The U.S. oil production is expected to witness continued growth this year and beyond, driven by rising oil prices and high energy demand worldwide, creating several growth opportunities for companies offering energy services.

Given the industry’s rosy prospects, quality energy stocks NOW Inc. (DNOW – Get Rating), MRC Global Inc. (MRC – Get Rating), and Solaris Oilfield Infrastructure, Inc. (SOI – Get Rating) could be solid buys this week.

Last month, the world’s major crude exporter Saudi Arabia announced extension of its voluntary oil production cut of 1 million barrels per day (b/d) through the end of 2023. Fellow heavyweight oil producer Russia also extended its 300,000 b/d reduction of exports until the year-end.

Before pulling back from those levels, Oil prices surged to their highest mark in more than a year two weeks earlier due to scarce supply and inventory supplies. The U.S. West Texas Intermediate futures touched $95.03 a barrel, marking the highest since August 2022. Brent crude also hit the highest level since November last year.

Further, as per U.S. Energy Information Administration (EIA) forecast, Brent crude oil price could average $93 per barrel during the fourth quarter of 2023, an increase from $86/b in August. EIA expects the price to average $87 a barrel by the second half of next year.

According to the latest International Energy Agency (IEA) Oil Market Report (OMR), global oil demand remains on track to rise by 2.2 million b/d year-over-year to 101.8 million b/d in 2023, fueled by resurgent Chinese consumption, jet fuel, and petrochemical feedstocks.

Higher oil prices, robust demand for oil and gas, and solid well productivity are major drivers for continued growth in domestic oil production.
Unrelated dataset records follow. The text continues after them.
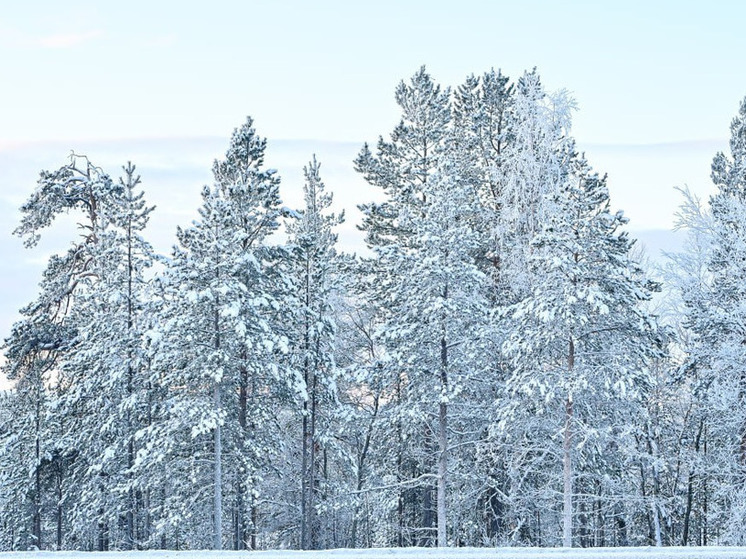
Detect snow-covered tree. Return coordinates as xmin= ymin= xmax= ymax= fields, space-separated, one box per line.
xmin=7 ymin=67 xmax=744 ymax=552
xmin=493 ymin=70 xmax=576 ymax=301
xmin=55 ymin=162 xmax=156 ymax=550
xmin=654 ymin=186 xmax=714 ymax=546
xmin=452 ymin=68 xmax=514 ymax=289
xmin=333 ymin=297 xmax=387 ymax=548
xmin=282 ymin=156 xmax=344 ymax=549
xmin=499 ymin=152 xmax=662 ymax=547
xmin=355 ymin=67 xmax=456 ymax=547
xmin=141 ymin=118 xmax=287 ymax=549
xmin=453 ymin=69 xmax=584 ymax=545
xmin=356 ymin=67 xmax=496 ymax=548
xmin=387 ymin=151 xmax=490 ymax=547
xmin=0 ymin=154 xmax=152 ymax=550
xmin=356 ymin=65 xmax=451 ymax=250
xmin=681 ymin=96 xmax=746 ymax=543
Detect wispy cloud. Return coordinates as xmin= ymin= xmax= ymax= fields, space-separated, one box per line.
xmin=37 ymin=29 xmax=103 ymax=49
xmin=140 ymin=34 xmax=177 ymax=48
xmin=581 ymin=138 xmax=727 ymax=156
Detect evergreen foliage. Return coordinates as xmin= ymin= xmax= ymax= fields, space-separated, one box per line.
xmin=3 ymin=71 xmax=744 ymax=552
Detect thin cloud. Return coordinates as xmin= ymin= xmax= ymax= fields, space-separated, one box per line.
xmin=581 ymin=138 xmax=727 ymax=156
xmin=37 ymin=29 xmax=103 ymax=49
xmin=140 ymin=33 xmax=177 ymax=48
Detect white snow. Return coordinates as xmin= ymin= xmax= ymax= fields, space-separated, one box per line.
xmin=2 ymin=548 xmax=746 ymax=559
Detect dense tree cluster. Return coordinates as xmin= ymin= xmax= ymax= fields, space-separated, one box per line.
xmin=0 ymin=67 xmax=744 ymax=551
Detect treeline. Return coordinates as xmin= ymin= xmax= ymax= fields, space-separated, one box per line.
xmin=1 ymin=66 xmax=745 ymax=551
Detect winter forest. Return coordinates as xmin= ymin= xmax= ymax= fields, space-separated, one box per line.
xmin=2 ymin=65 xmax=746 ymax=553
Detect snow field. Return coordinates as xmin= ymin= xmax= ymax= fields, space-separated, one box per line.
xmin=3 ymin=548 xmax=746 ymax=559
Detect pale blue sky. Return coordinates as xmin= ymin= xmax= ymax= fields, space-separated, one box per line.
xmin=2 ymin=1 xmax=746 ymax=387
xmin=1 ymin=1 xmax=745 ymax=144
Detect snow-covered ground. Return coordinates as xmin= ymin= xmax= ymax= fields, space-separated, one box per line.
xmin=3 ymin=548 xmax=746 ymax=558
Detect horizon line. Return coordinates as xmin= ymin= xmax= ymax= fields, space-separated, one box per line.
xmin=0 ymin=135 xmax=730 ymax=152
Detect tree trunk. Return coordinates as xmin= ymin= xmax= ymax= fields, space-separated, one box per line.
xmin=594 ymin=480 xmax=604 ymax=547
xmin=98 ymin=476 xmax=109 ymax=552
xmin=160 ymin=487 xmax=167 ymax=549
xmin=396 ymin=371 xmax=404 ymax=548
xmin=301 ymin=373 xmax=320 ymax=551
xmin=702 ymin=425 xmax=708 ymax=546
xmin=301 ymin=378 xmax=309 ymax=547
xmin=437 ymin=335 xmax=448 ymax=548
xmin=236 ymin=360 xmax=249 ymax=550
xmin=579 ymin=500 xmax=588 ymax=547
xmin=301 ymin=359 xmax=317 ymax=549
xmin=97 ymin=517 xmax=108 ymax=551
xmin=683 ymin=469 xmax=694 ymax=546
xmin=683 ymin=418 xmax=704 ymax=545
xmin=125 ymin=438 xmax=134 ymax=550
xmin=50 ymin=450 xmax=64 ymax=550
xmin=309 ymin=373 xmax=319 ymax=549
xmin=213 ymin=381 xmax=223 ymax=550
xmin=649 ymin=448 xmax=663 ymax=546
xmin=250 ymin=501 xmax=257 ymax=550
xmin=563 ymin=337 xmax=575 ymax=548
xmin=563 ymin=395 xmax=573 ymax=548
xmin=56 ymin=470 xmax=63 ymax=550
xmin=300 ymin=253 xmax=318 ymax=551
xmin=421 ymin=426 xmax=435 ymax=546
xmin=124 ymin=175 xmax=136 ymax=551
xmin=33 ymin=398 xmax=42 ymax=549
xmin=651 ymin=500 xmax=663 ymax=547
xmin=351 ymin=394 xmax=378 ymax=548
xmin=212 ymin=278 xmax=223 ymax=550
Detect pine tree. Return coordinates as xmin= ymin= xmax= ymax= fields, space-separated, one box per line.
xmin=283 ymin=156 xmax=344 ymax=549
xmin=500 ymin=151 xmax=661 ymax=547
xmin=356 ymin=67 xmax=496 ymax=548
xmin=452 ymin=68 xmax=514 ymax=287
xmin=355 ymin=66 xmax=454 ymax=546
xmin=55 ymin=162 xmax=155 ymax=550
xmin=389 ymin=151 xmax=490 ymax=548
xmin=684 ymin=96 xmax=746 ymax=542
xmin=143 ymin=117 xmax=286 ymax=549
xmin=454 ymin=69 xmax=578 ymax=544
xmin=0 ymin=154 xmax=150 ymax=550
xmin=356 ymin=65 xmax=451 ymax=250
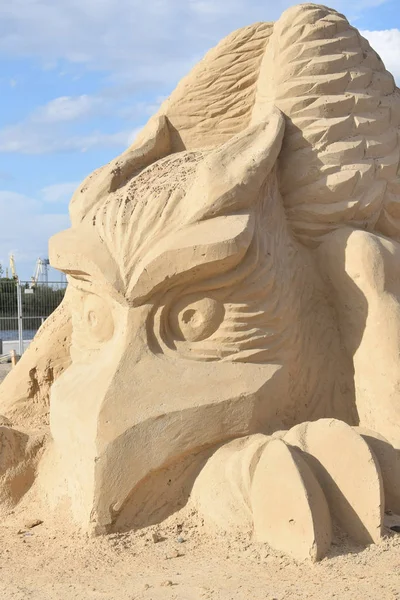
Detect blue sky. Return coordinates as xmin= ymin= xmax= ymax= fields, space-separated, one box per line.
xmin=0 ymin=0 xmax=399 ymax=280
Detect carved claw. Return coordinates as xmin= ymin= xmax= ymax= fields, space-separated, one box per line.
xmin=192 ymin=419 xmax=400 ymax=561
xmin=282 ymin=420 xmax=384 ymax=547
xmin=354 ymin=427 xmax=400 ymax=515
xmin=250 ymin=437 xmax=332 ymax=562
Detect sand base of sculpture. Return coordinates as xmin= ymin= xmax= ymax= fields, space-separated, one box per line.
xmin=1 ymin=1 xmax=400 ymax=564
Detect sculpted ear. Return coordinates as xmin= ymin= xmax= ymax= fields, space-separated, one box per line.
xmin=129 ymin=109 xmax=285 ymax=304
xmin=182 ymin=107 xmax=285 ymax=223
xmin=69 ymin=115 xmax=172 ymax=225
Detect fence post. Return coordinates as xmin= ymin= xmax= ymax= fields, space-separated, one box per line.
xmin=17 ymin=283 xmax=24 ymax=356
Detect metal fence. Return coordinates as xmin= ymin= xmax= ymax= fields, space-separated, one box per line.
xmin=0 ymin=280 xmax=67 ymax=356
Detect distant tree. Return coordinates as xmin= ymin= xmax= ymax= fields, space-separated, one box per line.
xmin=0 ymin=264 xmax=3 ymax=278
xmin=0 ymin=280 xmax=66 ymax=334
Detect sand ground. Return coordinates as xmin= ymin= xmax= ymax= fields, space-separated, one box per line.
xmin=1 ymin=494 xmax=400 ymax=599
xmin=1 ymin=362 xmax=400 ymax=599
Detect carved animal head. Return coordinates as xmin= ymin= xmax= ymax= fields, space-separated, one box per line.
xmin=47 ymin=108 xmax=350 ymax=531
xmin=35 ymin=3 xmax=400 ymax=531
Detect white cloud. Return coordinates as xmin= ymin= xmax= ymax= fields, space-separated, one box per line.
xmin=0 ymin=88 xmax=149 ymax=154
xmin=361 ymin=29 xmax=400 ymax=82
xmin=0 ymin=123 xmax=134 ymax=154
xmin=0 ymin=1 xmax=398 ymax=158
xmin=40 ymin=182 xmax=79 ymax=203
xmin=1 ymin=0 xmax=390 ymax=85
xmin=118 ymin=96 xmax=167 ymax=121
xmin=31 ymin=95 xmax=103 ymax=124
xmin=0 ymin=0 xmax=395 ymax=108
xmin=0 ymin=0 xmax=211 ymax=84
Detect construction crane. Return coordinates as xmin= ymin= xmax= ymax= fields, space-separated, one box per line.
xmin=31 ymin=257 xmax=50 ymax=287
xmin=9 ymin=254 xmax=18 ymax=281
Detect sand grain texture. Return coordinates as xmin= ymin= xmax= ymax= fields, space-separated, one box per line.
xmin=1 ymin=506 xmax=400 ymax=600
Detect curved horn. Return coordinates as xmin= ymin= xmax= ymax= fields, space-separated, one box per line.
xmin=252 ymin=3 xmax=400 ymax=245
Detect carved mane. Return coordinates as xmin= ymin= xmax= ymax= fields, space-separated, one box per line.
xmin=252 ymin=4 xmax=400 ymax=245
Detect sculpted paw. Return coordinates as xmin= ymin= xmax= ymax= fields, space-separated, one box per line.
xmin=192 ymin=419 xmax=400 ymax=561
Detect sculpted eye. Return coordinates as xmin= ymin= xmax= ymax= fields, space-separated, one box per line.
xmin=70 ymin=292 xmax=115 ymax=360
xmin=82 ymin=295 xmax=114 ymax=343
xmin=169 ymin=295 xmax=225 ymax=342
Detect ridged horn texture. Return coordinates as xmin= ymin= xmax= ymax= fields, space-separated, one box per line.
xmin=252 ymin=3 xmax=400 ymax=246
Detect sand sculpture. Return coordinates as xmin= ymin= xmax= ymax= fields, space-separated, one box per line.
xmin=1 ymin=2 xmax=400 ymax=561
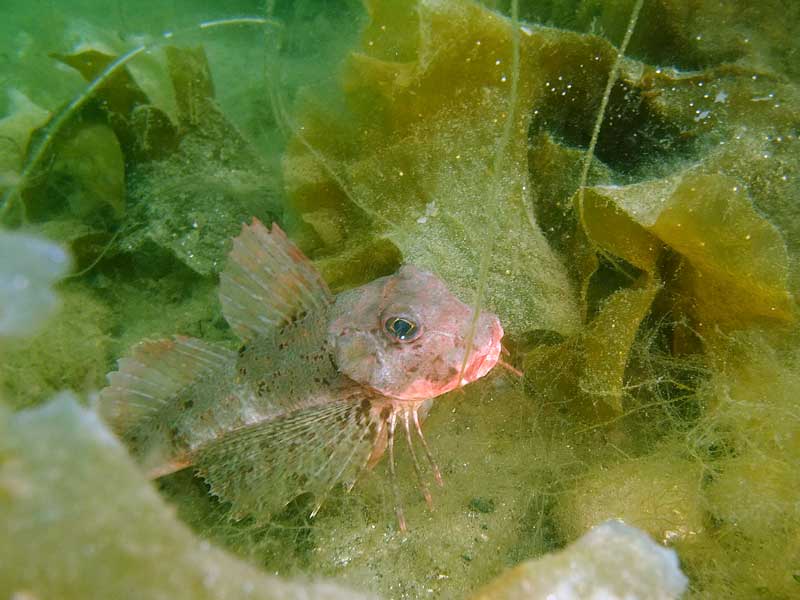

In its September Short-Term Energy Outlook, EIA forecast U.S. crude oil production to average a record high of 12.8 million b/d this year and 13.2 million b/d in 2024.

As per a report by Consegic Business Intelligence, the global oilfield services market is expected to reach $468.58 billion by 2023, growing at a CAGR of 5.9%. growing adoption of oilfield services for drilling is proliferating the market’s growth.

In addition, technological advancements in the oil and gas industry led to the development of efficient and cost-effective drilling, exploration, and production techniques. This has increased the demand for specialized oilfield services.